Methods: This study is a secondary analysis from a health check-up program carried out at Murakami Memorial Hospital, Gifu, Japan between March 2004 and December 2012. A total of 912 individuals were included in this study. Patients were divided into three groups according to the tertiles of LogGTHR. The univariate linear regression model and the multivariate models were performed to explore the association between between LogGTHR and baPWV. Smoothed curve fit analysis was used to explore the linear or the nonlinear relationship between LogGTHR and baPWV. The modification and interaction of subgroup were inspected by the likelihood ration test.

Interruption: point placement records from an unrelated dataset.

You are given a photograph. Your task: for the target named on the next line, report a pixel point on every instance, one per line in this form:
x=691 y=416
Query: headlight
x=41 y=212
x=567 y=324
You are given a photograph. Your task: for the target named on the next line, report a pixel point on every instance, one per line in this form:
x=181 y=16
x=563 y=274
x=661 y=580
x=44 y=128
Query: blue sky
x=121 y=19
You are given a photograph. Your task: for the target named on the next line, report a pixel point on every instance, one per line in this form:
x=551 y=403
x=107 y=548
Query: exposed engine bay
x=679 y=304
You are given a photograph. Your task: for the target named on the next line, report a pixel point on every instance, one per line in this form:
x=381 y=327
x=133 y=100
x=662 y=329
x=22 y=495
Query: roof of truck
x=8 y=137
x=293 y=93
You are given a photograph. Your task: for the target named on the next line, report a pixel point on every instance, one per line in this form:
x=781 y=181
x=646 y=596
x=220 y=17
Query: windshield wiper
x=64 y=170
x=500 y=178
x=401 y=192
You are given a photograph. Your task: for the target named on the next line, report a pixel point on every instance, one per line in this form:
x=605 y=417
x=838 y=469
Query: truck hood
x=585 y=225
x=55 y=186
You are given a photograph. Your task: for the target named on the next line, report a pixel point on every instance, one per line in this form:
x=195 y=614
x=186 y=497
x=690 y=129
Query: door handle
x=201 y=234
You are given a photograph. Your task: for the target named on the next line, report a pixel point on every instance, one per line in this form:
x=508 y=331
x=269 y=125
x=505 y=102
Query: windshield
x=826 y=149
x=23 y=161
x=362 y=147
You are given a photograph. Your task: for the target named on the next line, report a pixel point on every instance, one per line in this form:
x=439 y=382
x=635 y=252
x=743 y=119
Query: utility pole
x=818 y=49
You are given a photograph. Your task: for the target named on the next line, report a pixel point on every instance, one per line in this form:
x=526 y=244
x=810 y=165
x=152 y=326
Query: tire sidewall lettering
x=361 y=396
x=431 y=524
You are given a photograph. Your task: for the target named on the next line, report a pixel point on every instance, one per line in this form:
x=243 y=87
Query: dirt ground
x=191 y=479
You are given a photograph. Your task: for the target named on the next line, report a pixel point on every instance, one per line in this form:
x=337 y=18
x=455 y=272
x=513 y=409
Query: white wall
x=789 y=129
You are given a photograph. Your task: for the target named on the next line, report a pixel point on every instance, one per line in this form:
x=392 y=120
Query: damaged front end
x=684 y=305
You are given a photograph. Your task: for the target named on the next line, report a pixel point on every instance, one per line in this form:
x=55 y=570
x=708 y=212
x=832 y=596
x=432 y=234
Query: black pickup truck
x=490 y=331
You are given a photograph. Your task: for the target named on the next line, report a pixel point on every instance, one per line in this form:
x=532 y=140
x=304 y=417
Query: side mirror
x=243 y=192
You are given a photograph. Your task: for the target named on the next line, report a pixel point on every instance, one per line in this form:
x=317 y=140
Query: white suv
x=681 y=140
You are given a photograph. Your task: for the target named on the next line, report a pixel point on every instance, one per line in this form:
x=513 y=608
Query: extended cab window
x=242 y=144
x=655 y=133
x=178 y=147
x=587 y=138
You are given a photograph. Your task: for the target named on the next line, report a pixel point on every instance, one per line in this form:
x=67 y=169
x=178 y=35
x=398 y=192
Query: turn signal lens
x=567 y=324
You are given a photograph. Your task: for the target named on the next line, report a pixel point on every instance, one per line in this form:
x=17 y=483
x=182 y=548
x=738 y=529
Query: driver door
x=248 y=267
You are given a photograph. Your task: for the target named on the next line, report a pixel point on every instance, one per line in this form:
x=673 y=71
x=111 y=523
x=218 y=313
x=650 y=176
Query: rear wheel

Results: After adjusting for confounders, there is a nonlinear relationship between LogGTHR and baPWV (β=30.08, 95%CI: − 33.12 to 93.29, P=0.351). The inflection point was 1.43. When K< 1.43 (80.37% of the participants), the relationship was positively correlated (β=165.15, 95%CI: 62.72 to 267.58, P=0.0016), while when ≥ 1.43, there was a negative association between LogGTHR and baPWV (β= − 106.23, 95%CI: – 209.25 to − 3.21, P=0.0436). Subgroup analysis suggested that LogGTHR was not associated with baPWV in any of these subgroups.
Conclusion: In this cross-sectional study, there was a nonlinear positive association between LogGTHR and AS. LogGTHR was positively related with baPWV when less than 1.43, while this association was negative when LogGTHR was > 1.43.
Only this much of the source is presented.